Re: [stella] 2600 adaptor for the coleco...

Subject: Re: [stella] 2600 adaptor for the coleco...
From: Paul Hart <hart@xxxxxxxxxxx>
Date: Sun, 28 Feb 1999 21:26:45 -0700 (MST)
On Sun, 28 Feb 1999, Ruffin Bailey wrote:

> I'd been wondering recently (in a question that blends the two currently 
> running threads), what kinds of copyright problems/considerations Coleco 
> ran into when it made the adapter.  I think this has either been 
> discussed on this list or rgvc, but I don't remember the final word.

The Colecovision FAQ at http://www.classicgaming.com/colecofaq/ has a
quote from Fortune Magazine in 1983 saying that Atari did indeed sue
Coleco for $850 million over the adapter, charging patent infringement. 
According to the FAQ, Coleco won the lawsuit and aside from the
Colecovision adapter, this also led to the Gemini clone systems by Coleco. 

> From what I remember, someone said that the whole 2600 was pretty much 
> made with off-the-shelf components excepting the TIA.  Is this an 
> accurate summation?

Is the RIOT an off-the-shelf component?  It was my understanding that
Coleco did indeed have to reverse engineer the TIA (which would explain
why they had achieved a high but not perfect level of compatibility).  I
don't recall where I read that, though.  My Colecovision and Atari adapter
have worked fine for all the games I have tried, but apparently there are
some that don't work.

> And finally, if everything but the TIA is "off-the-shelf", does Hasbro
> have any sort of claim over 2600 emulators in the sense that Sony
> asserts they have over Connectix's Virtual Game Station or Nintendo
> asserts they have over UltraHLE or whatever that emu's name is? 
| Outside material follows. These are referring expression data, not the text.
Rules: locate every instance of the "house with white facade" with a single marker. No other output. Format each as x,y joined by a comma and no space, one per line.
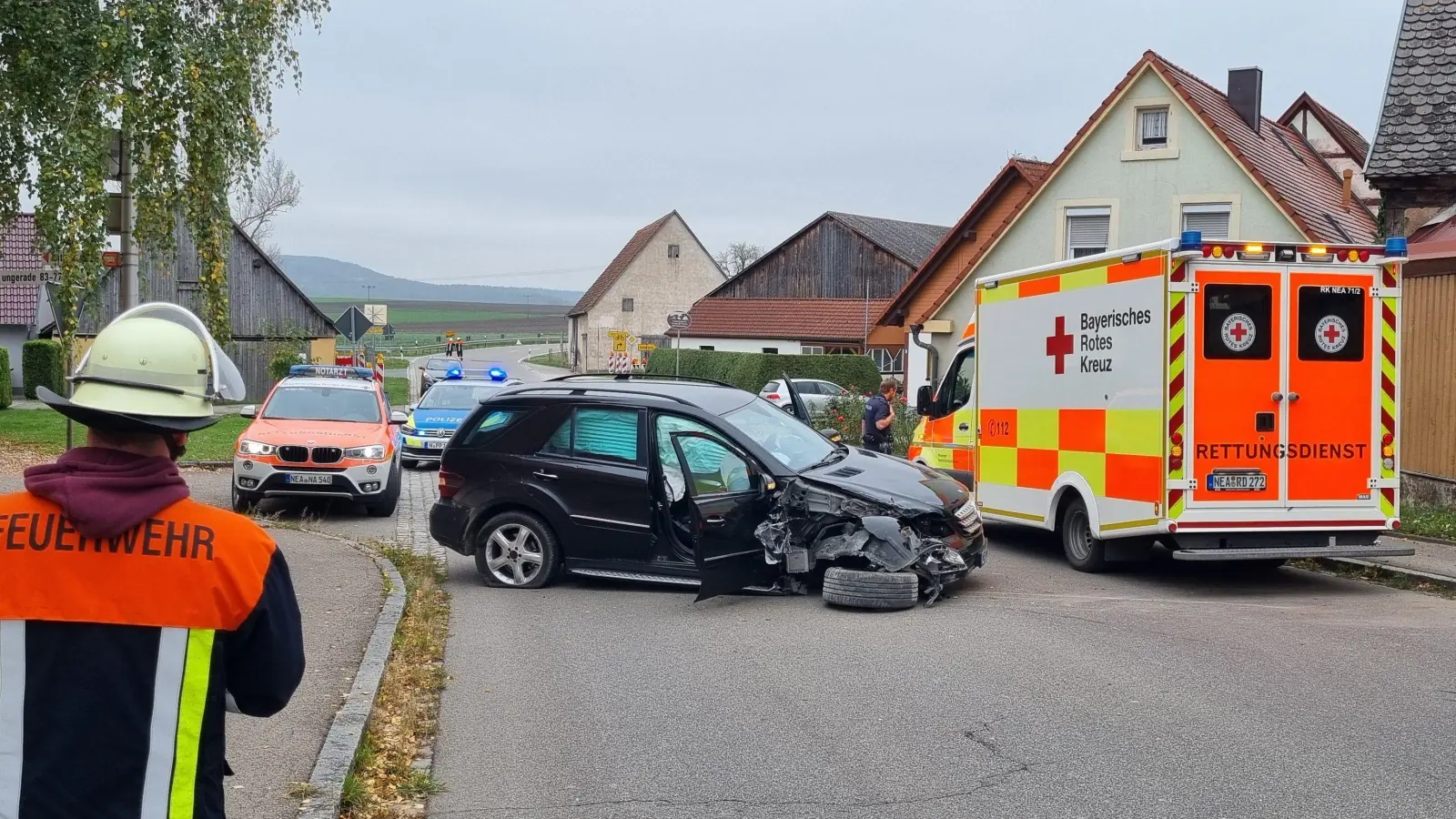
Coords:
662,270
1164,153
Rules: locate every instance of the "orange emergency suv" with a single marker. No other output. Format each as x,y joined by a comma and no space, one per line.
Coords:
324,431
1227,399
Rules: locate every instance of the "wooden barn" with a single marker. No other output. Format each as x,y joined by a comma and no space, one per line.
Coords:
269,312
822,290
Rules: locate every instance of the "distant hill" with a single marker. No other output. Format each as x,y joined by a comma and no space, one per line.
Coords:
324,278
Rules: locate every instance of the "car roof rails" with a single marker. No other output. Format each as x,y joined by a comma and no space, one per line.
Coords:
548,385
644,376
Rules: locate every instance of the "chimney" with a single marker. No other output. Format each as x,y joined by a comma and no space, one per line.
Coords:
1247,95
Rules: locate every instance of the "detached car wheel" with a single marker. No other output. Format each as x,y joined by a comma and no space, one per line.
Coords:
516,550
871,589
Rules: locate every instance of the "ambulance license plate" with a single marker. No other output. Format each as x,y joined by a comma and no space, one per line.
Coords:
1238,482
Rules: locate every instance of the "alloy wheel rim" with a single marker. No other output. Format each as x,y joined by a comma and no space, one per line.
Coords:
1079,535
513,554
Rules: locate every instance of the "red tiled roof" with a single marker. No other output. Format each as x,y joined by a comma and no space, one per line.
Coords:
618,267
797,319
18,245
18,303
1344,133
1278,157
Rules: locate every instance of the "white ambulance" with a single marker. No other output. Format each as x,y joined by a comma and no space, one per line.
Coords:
1230,401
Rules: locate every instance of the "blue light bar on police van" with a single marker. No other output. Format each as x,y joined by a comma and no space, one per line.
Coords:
331,372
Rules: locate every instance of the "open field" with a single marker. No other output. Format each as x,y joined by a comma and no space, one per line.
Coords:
463,318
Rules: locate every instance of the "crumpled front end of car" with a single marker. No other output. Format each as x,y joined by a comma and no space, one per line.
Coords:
813,523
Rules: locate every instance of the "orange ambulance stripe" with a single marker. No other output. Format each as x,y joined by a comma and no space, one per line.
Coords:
1135,477
1040,286
1082,430
1036,468
997,428
1145,268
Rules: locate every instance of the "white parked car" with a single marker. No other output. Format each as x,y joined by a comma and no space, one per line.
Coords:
814,392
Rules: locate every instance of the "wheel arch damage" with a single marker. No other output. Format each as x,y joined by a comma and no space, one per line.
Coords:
814,522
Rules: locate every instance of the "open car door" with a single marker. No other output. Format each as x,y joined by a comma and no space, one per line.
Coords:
728,499
801,410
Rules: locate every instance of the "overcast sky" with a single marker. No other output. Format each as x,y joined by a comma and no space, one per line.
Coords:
523,142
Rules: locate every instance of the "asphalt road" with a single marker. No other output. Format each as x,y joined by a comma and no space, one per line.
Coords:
1171,690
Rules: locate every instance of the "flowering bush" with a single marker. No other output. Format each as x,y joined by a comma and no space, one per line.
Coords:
846,414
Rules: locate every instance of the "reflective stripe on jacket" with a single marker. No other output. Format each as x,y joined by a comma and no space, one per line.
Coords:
116,656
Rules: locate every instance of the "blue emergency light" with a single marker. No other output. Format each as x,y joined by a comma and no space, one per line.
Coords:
331,372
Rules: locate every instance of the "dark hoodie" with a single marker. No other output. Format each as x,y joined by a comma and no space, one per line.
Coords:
106,491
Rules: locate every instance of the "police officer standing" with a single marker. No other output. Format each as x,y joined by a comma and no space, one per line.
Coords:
133,617
880,416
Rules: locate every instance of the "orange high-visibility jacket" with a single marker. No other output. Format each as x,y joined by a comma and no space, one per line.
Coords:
118,658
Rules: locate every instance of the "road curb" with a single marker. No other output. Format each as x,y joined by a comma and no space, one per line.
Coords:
1433,577
347,729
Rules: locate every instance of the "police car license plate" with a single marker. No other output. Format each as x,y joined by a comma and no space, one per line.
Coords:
1238,482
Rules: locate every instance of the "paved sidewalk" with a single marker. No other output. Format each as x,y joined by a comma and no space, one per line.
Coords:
339,593
1429,559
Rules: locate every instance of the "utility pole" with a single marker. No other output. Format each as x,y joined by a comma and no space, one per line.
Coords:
130,285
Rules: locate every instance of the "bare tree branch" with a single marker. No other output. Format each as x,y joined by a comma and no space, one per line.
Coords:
737,257
271,193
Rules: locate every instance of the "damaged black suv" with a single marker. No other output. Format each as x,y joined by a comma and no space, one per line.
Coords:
693,482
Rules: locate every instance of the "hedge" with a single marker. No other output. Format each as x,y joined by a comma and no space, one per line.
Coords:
41,366
752,370
6,395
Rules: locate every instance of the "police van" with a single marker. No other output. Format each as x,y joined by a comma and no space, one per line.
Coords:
1229,399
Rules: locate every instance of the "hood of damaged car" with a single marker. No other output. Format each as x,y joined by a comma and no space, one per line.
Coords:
893,481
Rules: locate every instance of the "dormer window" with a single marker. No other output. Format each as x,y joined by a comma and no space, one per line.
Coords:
1152,128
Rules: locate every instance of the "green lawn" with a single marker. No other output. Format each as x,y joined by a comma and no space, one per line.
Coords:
46,430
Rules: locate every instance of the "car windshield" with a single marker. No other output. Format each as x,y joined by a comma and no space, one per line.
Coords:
324,404
791,442
456,395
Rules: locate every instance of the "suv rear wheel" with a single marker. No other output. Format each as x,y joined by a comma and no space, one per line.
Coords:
516,550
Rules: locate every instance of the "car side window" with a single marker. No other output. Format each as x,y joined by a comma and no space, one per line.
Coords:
711,468
609,435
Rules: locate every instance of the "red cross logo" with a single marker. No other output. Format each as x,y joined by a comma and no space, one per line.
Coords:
1059,344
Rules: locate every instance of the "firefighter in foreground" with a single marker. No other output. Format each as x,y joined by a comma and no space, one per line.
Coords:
133,617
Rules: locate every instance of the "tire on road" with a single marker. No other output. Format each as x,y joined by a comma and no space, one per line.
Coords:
386,508
871,589
513,571
1084,550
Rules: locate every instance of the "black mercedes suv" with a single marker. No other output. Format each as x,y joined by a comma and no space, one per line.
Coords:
693,482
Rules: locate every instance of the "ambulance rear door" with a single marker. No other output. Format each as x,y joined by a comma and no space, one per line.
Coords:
1285,394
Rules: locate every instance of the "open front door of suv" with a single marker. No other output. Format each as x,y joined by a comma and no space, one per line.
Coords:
728,501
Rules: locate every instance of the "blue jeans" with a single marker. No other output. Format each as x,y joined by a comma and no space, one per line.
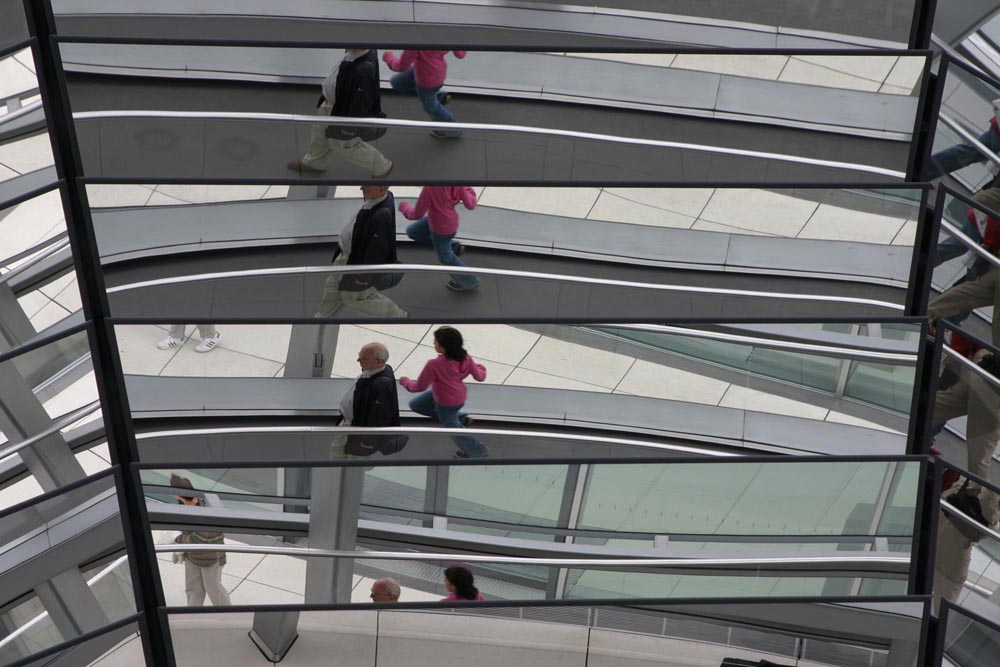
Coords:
449,416
444,246
962,155
430,98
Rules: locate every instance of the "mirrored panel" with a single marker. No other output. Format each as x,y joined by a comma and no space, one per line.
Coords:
968,544
688,252
530,390
547,24
810,118
743,534
966,138
970,639
573,634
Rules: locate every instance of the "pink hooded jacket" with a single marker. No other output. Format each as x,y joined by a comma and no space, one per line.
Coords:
429,67
444,376
438,204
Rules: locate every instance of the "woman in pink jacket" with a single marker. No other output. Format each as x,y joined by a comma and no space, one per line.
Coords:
444,400
436,225
422,73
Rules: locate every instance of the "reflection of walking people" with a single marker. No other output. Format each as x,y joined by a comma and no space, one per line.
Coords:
447,394
202,569
369,238
372,401
460,584
351,90
422,73
209,338
436,225
962,155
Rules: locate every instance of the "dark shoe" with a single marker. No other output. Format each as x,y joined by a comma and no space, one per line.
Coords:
387,171
455,287
303,168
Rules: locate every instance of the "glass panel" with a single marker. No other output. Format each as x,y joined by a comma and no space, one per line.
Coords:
969,641
767,24
817,110
821,524
576,634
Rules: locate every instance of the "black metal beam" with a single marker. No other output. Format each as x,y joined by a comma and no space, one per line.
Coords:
106,363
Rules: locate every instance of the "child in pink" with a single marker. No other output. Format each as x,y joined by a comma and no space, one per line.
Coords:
422,73
436,225
447,393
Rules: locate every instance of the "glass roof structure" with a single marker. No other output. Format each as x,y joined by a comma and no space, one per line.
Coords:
728,271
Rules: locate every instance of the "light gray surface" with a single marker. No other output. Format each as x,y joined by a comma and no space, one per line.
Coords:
142,232
150,396
542,76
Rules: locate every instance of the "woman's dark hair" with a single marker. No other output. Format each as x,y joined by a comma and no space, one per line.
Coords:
461,578
179,482
450,339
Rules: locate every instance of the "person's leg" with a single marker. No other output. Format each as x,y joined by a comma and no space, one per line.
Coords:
470,445
432,105
372,302
964,297
423,404
420,231
319,145
362,154
446,255
404,82
193,585
332,300
212,581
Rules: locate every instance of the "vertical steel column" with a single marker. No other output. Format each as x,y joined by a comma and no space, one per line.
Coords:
107,365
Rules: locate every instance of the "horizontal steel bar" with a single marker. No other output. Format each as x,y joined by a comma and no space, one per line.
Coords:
486,127
504,273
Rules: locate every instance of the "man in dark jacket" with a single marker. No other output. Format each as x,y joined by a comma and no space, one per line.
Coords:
353,90
372,401
369,238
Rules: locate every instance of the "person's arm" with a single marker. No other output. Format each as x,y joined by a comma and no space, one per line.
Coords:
991,235
469,198
366,92
478,371
383,237
422,382
383,396
411,212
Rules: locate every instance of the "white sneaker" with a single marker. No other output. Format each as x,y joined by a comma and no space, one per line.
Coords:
169,343
208,344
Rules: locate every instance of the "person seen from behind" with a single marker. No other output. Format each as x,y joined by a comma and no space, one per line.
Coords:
446,395
460,584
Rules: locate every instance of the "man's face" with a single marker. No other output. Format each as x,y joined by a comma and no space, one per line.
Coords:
379,594
373,191
366,357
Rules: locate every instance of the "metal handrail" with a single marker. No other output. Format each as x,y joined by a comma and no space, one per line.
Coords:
48,252
487,127
862,558
572,437
815,348
971,138
402,268
56,426
35,248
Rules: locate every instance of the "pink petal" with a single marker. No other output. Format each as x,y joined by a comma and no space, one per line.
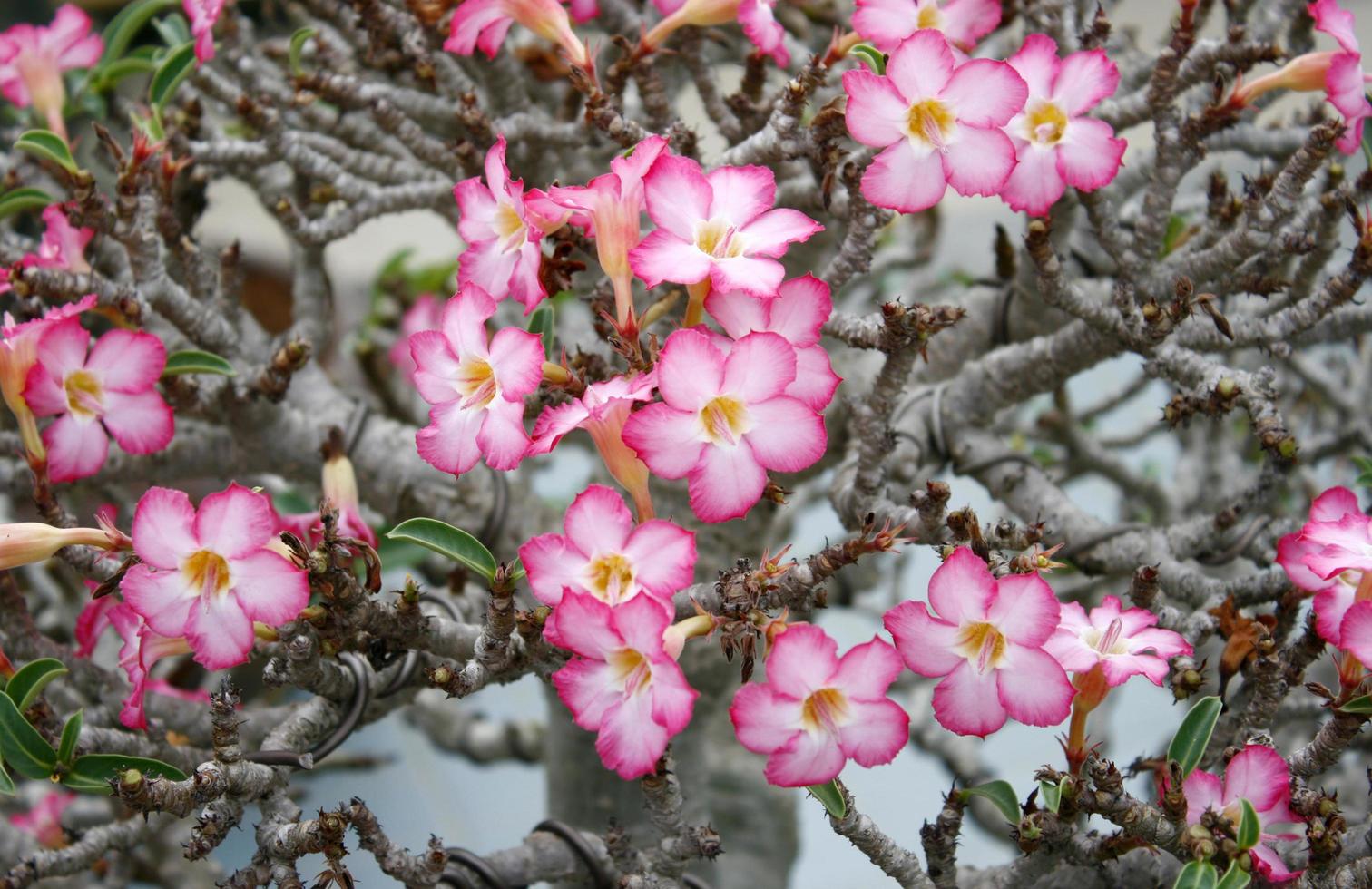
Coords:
1034,688
966,703
235,522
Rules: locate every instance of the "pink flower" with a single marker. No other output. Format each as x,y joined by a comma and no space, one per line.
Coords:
798,313
483,24
962,22
608,209
109,393
937,121
602,410
203,14
717,228
44,821
725,422
622,682
501,235
1054,143
1259,776
815,711
476,390
1122,642
34,59
605,556
208,573
423,316
986,641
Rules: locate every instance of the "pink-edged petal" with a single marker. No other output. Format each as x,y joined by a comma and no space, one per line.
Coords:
980,161
877,733
142,423
664,257
985,93
803,660
926,644
75,447
905,177
967,703
962,589
809,757
128,361
726,484
922,66
270,588
764,720
1034,688
788,435
877,114
235,522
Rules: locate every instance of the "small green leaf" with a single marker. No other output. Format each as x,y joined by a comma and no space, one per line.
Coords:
70,733
1194,734
542,323
832,797
1198,875
997,792
27,682
21,745
298,47
195,361
446,541
19,200
169,75
47,146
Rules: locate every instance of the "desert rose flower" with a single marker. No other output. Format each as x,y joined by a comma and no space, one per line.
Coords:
1259,776
622,682
476,388
818,711
717,230
937,121
208,575
106,393
725,422
34,56
604,554
985,638
798,313
1055,146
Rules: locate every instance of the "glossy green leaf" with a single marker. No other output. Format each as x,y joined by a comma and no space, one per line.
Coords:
47,146
832,797
21,745
446,541
70,734
1001,793
19,200
196,361
1198,875
1194,734
27,682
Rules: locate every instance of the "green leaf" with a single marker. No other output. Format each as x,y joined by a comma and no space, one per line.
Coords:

This fuss over UltraHLE (a new freeware Nintendo 64 emulator for PCs) is
kind of interesting.  The IDSA (the computer gaming industry's attack dog) 
has said: 

    "While some emulators are made by hobbyist programmers, that does not
    mean that they are legal. If the sole purpose of an emulator is to
    allow the playing of a console game on a PC, and the owner of the
    copyrights in that console game has not authorized the performance,
    display, or derivative work created when a console game is played on a
    PC, then the creation and use of that emulator constitutes a
    contributory infringement of the copyrights in the console game."

    (see http://www.idsa.com/faq.html)

Bahh, that particular interpretation of copyright law is a stretch, in my
opinion, but that's what they're claiming.  By this interpretation,
stella, z26, and PCAE are also illegal, which makes all of us brazen
criminals.

Arr, matey!  Shiver me timbers!  :-)

Paul Hart

--
Paul Robert Hart        ><8>  ><8>  ><8>        Verio Web Hosting, Inc.